Buy only imported paint. The stuff that’s made in Taiwan isn’t half as nice, even though it’s cheaper. You get what you pay for.

Your local store has every shade you can imagine. Problem is, you have to mix it yourself. What most of the local stores carry in emulsion (apart from premixed off-whites) is mostly pure white, so you buy some white paint and also some little plastic bottles of concentrated pigment that you then mix with the white to get your desired shade. Just make sure you mix enough of your desired colour to finish the entire job, though – its almost impossible to achieve a colour match if you run out of paint and have to mix up a new batch. Even a couple of droplets of pigment too much or too little can totally change the final shade.

Mixing paint myself??? This sounds complicated. Hyperventilating!
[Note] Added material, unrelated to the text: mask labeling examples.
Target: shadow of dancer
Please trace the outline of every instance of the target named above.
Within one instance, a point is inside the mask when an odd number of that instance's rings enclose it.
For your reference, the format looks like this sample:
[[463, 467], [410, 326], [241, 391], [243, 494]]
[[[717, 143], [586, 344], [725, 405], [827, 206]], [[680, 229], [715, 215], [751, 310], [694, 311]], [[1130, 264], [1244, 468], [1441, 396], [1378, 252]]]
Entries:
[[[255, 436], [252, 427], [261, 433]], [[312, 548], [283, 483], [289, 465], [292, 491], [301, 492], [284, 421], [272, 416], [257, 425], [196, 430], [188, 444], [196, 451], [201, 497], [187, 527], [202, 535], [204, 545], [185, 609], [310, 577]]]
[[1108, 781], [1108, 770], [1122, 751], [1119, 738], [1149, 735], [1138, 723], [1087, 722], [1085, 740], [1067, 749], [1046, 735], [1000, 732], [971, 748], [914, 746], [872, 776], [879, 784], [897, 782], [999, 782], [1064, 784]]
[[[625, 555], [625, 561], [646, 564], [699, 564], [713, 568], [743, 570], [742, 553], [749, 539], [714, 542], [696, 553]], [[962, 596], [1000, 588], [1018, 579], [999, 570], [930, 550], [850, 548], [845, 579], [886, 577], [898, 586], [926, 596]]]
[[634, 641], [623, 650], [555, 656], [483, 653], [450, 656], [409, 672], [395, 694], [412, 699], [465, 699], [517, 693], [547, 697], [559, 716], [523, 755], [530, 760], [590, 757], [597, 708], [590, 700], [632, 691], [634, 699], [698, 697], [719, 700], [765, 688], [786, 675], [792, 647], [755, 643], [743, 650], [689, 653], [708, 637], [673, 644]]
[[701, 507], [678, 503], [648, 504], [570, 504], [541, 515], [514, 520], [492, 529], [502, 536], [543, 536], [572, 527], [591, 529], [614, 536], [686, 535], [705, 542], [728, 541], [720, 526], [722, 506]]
Hyperventilating!
So, can you just take a lovely photo of a room painted in the colour you want, taken from the pages of “Home and Garden” and go: “Hey, give me the little bottles I can mix to make my room look like this picture under bright fluorescent neon lighting?”.
Yep, sounds like I’ll be able to handle this one! :smiley:

My favorite brand of paint (and funny name), in spite of its local manufacture, is “Great Wall Paint.”
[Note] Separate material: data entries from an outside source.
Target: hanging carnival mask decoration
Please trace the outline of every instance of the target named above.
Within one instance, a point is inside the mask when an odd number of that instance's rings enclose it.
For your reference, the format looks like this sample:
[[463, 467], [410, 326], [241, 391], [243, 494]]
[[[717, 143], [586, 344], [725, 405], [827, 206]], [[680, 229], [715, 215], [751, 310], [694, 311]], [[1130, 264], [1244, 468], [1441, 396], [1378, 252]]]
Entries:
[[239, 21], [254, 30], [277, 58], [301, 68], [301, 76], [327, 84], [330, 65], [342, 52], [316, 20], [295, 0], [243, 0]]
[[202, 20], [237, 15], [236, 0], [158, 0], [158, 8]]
Sandman is correct :shock:

But I’d go further… don’t mix paint. Even if you have enough to finish the job, you’ll never beable to match the shade if you need to do touch-up work later.

Dulux has some nice shades (and they are fragranced too). I think you are better off sticking with one of the base shades they offer.

For the record, I have also used a brand called 301, which is made in taiwan and I liked it very much. But I can only find it in Hsinchuang.

There is a big paint store on Hoping E Rd (going west) on the left a bit after you pass Jin Shan.

Mixing paint yourself isnt that hard. You buy the color, put it into a BIG bucket of paint, and stir it till done. I prefer pre-mixed, though. Dulux paints are said to be good - I use the local stuff.

I think sandman’s pads sound like a good idea. Where did you get them?

I have a hard one: I tried to paint the ceilings in my new house. I had to give up as the old paint started to come off when wet. How do I get all the old paint off before painting, and is it necessary? I only got the paint screwed up in a remote corner of the place, so it doesn’t bother me, but I have to something about it sooner or later, as the ceilings in the living room need a bit of paint.

That’s the one I used. You can get it at Homax. (They have a big DIY store in Pingzhen). Fairly cheap too.

I always just get them from the paint store. They’re dead common, been around for years. They work best with that “jellied” non-drip paint.

Apart from rolls, which is easy to work with, then what is best with standard cement paint?